How do we want to model it?

  • These models are necessarily complex, and we want to make sure our software works;
  • Helpful to be able to simulate fake data from a model;

\[ \text{Draw } \hat\theta \sim \text{p}\left(\theta\right) \] \[ \text{Draw } \hat{y} \sim \text{p}\left(y |\, \hat\theta\right) \]

  • With these fake data \(\hat{y}\), make sure we can estimate \(\hat\theta\);
  • This process teaches us about sensible candidates for the prior \(\text{p}(\theta)\);
  • This is an analogy to unit testing for models;
  • If you can't do this, don't call your model generative! If you can't do this, it's impossible to test your estimation software.

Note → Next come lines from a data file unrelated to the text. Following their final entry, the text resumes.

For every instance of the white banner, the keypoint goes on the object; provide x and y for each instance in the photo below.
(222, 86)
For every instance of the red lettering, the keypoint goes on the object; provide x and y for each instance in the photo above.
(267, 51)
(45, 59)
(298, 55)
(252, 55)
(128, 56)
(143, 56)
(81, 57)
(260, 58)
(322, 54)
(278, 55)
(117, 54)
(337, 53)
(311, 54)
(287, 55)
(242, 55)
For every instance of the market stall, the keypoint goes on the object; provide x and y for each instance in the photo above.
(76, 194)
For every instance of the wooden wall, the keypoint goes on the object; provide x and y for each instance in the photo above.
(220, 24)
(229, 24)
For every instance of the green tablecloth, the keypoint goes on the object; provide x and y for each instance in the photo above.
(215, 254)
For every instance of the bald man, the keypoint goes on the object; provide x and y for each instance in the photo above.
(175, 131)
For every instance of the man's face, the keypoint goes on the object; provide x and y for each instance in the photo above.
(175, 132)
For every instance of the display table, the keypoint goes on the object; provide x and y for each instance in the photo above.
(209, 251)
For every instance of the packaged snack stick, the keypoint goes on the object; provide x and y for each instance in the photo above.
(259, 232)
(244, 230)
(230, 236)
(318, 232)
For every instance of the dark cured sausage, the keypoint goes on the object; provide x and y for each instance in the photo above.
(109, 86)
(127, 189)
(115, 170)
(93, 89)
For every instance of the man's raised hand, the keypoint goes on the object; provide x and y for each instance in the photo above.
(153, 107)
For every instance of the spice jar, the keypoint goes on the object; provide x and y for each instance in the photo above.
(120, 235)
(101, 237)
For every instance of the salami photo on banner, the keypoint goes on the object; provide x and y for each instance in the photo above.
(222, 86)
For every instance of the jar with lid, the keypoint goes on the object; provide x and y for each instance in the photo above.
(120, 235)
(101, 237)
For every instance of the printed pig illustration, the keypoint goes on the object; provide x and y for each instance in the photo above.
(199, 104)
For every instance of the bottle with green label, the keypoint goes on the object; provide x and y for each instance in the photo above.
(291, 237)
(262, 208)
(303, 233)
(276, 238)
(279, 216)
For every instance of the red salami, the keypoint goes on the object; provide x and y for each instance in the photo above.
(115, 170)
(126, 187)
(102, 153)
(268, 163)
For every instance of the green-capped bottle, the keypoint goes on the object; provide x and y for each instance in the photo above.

We model utilities that people compare when making choices

Each customer \(i\) in market/time \(t\) is evaluating choices indexed by \(j\in 1:J\). Each customer compares each choice's utility to them \(U_{itj}\). This utility is comprised of additively seperable fixed utility \(V_{itj}\) and random utility \(\epsilon_{itj}\). We drop the product index to refer to a vector of utilities \(U_{it}\).

\[ U_{itj} = V_{itj} + \epsilon_{itj} \]

The choice to not make a choice (make no purchase) is called the outside option, and customarily indexed as choice \(j=0\). Normally for convenience, we assume \(V_{i0t}=0\). In the following, we assume choices are mutually exclusive and exhaustive.

Clearly, we never observe \(U_{itj}\). But we do observe choices. Each decisionmaker makes the choice that gives them the highest utility (fixed plus random). The random component means that two decisionmakers \(a\) and \(b\) with \(V_{at} = V_{bt}\) can make different choices.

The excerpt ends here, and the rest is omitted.